Some of our main activities are:
•Building Healthy Topsoil
•Vegetable and Fruit Gardening
•Livestock Grazing
•Oil Seed Production Experimenting
**To see more BBCLT farm and garden pictures, click/tap here (or click/tap “Pictures” in the menu bar above).
Some of the Farm’s History and Visions
BBCLT is based on an incredible 34 acre farm in Shasta County California, nestled at the edge of the downtown center of the very small rural mountain valley town of Big Bend. Formerly known locally as “The Duck Farm,” this beautiful and diverse paradise is becoming a productive community farm and a regenerative agricultural educational center to serve and improve the tiny blossoming ecovillage. The farm has abundant water resources (including a spring-fed creek wetlands, and a small pond), fertile pastures, a large garden, a small orchard, and some forested sections. It also has a two-story barn, a quonset hut residence, and several useful farm sheds.
The BBCLT’s initial project goals for this incredible site are to produce a wealth of farm-raised food, and to become a community showpiece for the town and the region. This farm has already become a small haven of bio-diversity and food production that will eventually attract many participants and visitors, while creating an economic force in the community, providing a variety of useful and needed services and facilities.
The Evolving BBCLT Hugel Bed Experiment: There are many amazing tools in permaculture practices. A technique taught by Austrian rebel farmer Sepp Holzer, the “Hugelkulture” (or in English, “Hill Planting” or “Raised Bed”) is one experimental farming method that was installed on the BBCLT’s north pasture in 2013.
The raised “Hugel beds” were constructed using locally borrowed equipment to bury locally-sourced woody debris under the mounds. This material under the topsoil can theoretically serve many purposes, including retaining soil moisture while the decomposition generates heat and nutrients for the plants above them for years after their creation. The mounds can also prevent soil compaction and increase the planting area.
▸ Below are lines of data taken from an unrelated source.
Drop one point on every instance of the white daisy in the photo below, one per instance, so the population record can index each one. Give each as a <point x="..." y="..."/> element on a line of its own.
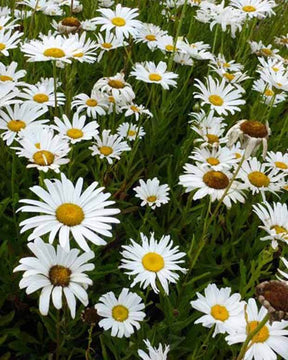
<point x="66" y="211"/>
<point x="151" y="261"/>
<point x="268" y="342"/>
<point x="151" y="73"/>
<point x="152" y="193"/>
<point x="76" y="130"/>
<point x="121" y="315"/>
<point x="21" y="116"/>
<point x="275" y="221"/>
<point x="108" y="146"/>
<point x="57" y="273"/>
<point x="221" y="309"/>
<point x="154" y="354"/>
<point x="222" y="97"/>
<point x="121" y="20"/>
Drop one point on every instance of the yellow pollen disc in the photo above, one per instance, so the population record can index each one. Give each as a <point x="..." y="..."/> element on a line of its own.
<point x="152" y="198"/>
<point x="74" y="133"/>
<point x="70" y="214"/>
<point x="117" y="84"/>
<point x="107" y="45"/>
<point x="281" y="165"/>
<point x="40" y="98"/>
<point x="261" y="336"/>
<point x="155" y="77"/>
<point x="212" y="138"/>
<point x="91" y="102"/>
<point x="279" y="229"/>
<point x="249" y="8"/>
<point x="216" y="100"/>
<point x="213" y="161"/>
<point x="150" y="37"/>
<point x="258" y="179"/>
<point x="5" y="78"/>
<point x="219" y="312"/>
<point x="117" y="21"/>
<point x="120" y="313"/>
<point x="54" y="52"/>
<point x="228" y="76"/>
<point x="268" y="92"/>
<point x="106" y="150"/>
<point x="153" y="262"/>
<point x="16" y="125"/>
<point x="131" y="133"/>
<point x="59" y="275"/>
<point x="43" y="158"/>
<point x="216" y="180"/>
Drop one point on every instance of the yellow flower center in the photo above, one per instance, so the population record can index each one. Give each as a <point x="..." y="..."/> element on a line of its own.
<point x="216" y="100"/>
<point x="70" y="214"/>
<point x="155" y="77"/>
<point x="212" y="138"/>
<point x="59" y="275"/>
<point x="120" y="313"/>
<point x="118" y="21"/>
<point x="117" y="84"/>
<point x="40" y="98"/>
<point x="213" y="161"/>
<point x="43" y="158"/>
<point x="107" y="45"/>
<point x="258" y="179"/>
<point x="254" y="129"/>
<point x="249" y="8"/>
<point x="91" y="102"/>
<point x="74" y="133"/>
<point x="54" y="52"/>
<point x="216" y="180"/>
<point x="106" y="150"/>
<point x="150" y="37"/>
<point x="16" y="125"/>
<point x="261" y="336"/>
<point x="153" y="262"/>
<point x="281" y="165"/>
<point x="5" y="78"/>
<point x="219" y="312"/>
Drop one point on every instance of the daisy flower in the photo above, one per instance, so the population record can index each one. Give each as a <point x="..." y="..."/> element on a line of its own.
<point x="151" y="73"/>
<point x="108" y="146"/>
<point x="258" y="178"/>
<point x="121" y="315"/>
<point x="76" y="130"/>
<point x="64" y="211"/>
<point x="252" y="134"/>
<point x="49" y="153"/>
<point x="115" y="86"/>
<point x="152" y="193"/>
<point x="277" y="161"/>
<point x="268" y="342"/>
<point x="151" y="261"/>
<point x="94" y="105"/>
<point x="21" y="116"/>
<point x="154" y="354"/>
<point x="223" y="98"/>
<point x="42" y="94"/>
<point x="9" y="41"/>
<point x="275" y="221"/>
<point x="121" y="21"/>
<point x="212" y="183"/>
<point x="221" y="309"/>
<point x="130" y="131"/>
<point x="58" y="273"/>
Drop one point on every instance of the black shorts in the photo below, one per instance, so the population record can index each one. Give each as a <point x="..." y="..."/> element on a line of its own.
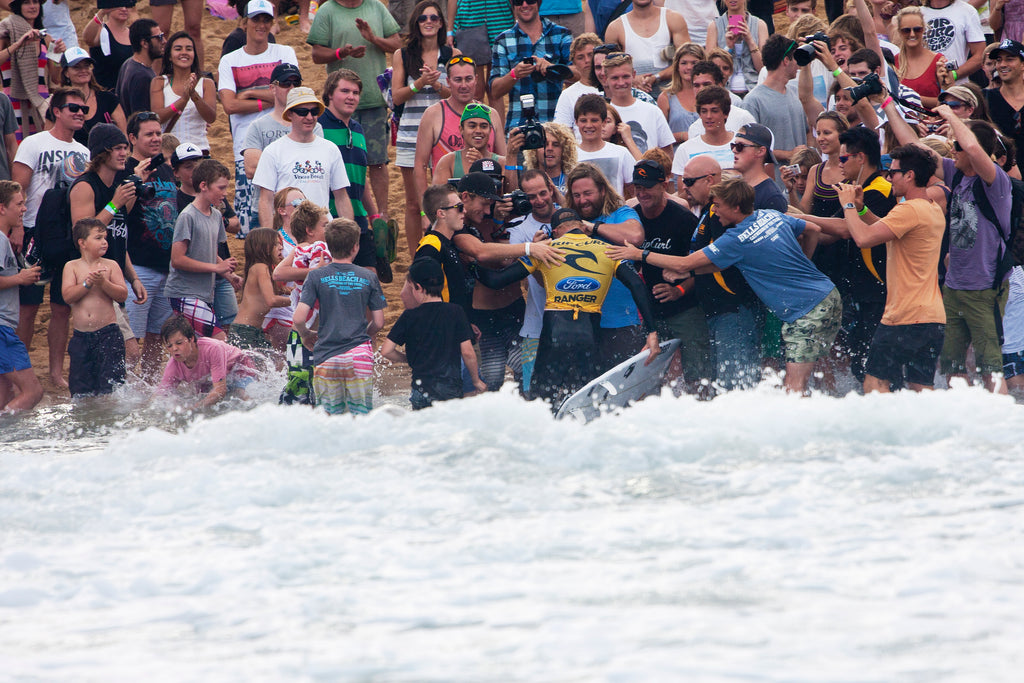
<point x="97" y="360"/>
<point x="367" y="256"/>
<point x="905" y="352"/>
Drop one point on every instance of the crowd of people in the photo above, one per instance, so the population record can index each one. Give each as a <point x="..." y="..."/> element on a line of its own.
<point x="839" y="199"/>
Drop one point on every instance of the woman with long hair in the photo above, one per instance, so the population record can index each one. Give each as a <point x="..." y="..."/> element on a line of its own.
<point x="743" y="35"/>
<point x="678" y="101"/>
<point x="25" y="68"/>
<point x="77" y="72"/>
<point x="107" y="37"/>
<point x="420" y="79"/>
<point x="184" y="100"/>
<point x="918" y="67"/>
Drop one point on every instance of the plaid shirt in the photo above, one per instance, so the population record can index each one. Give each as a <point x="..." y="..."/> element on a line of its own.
<point x="512" y="47"/>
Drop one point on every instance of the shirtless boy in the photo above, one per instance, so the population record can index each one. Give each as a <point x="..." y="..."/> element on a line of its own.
<point x="91" y="286"/>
The heat, moisture, and windbreak these large raised beds create can make micro-climates, allowing a wide variety of plant species to thrive.
In 2019, after several years of “Hugel vernachlässigen” (or in English, “Hugel neglect”), the BBCLT farm directors decided that the Hugel Beds were too steep and tall for easy cultivation use, so the beds were modified to be shorter, more flat on top, and easier to access for planting, weeding, watering, and harvesting.
In the future, the experimental Hugel Beds could be planted with fruit and nut trees, along with many other kinds of perennials mixed throughout, and even some grains and grazing crops. Livestock can also be integrated into the system.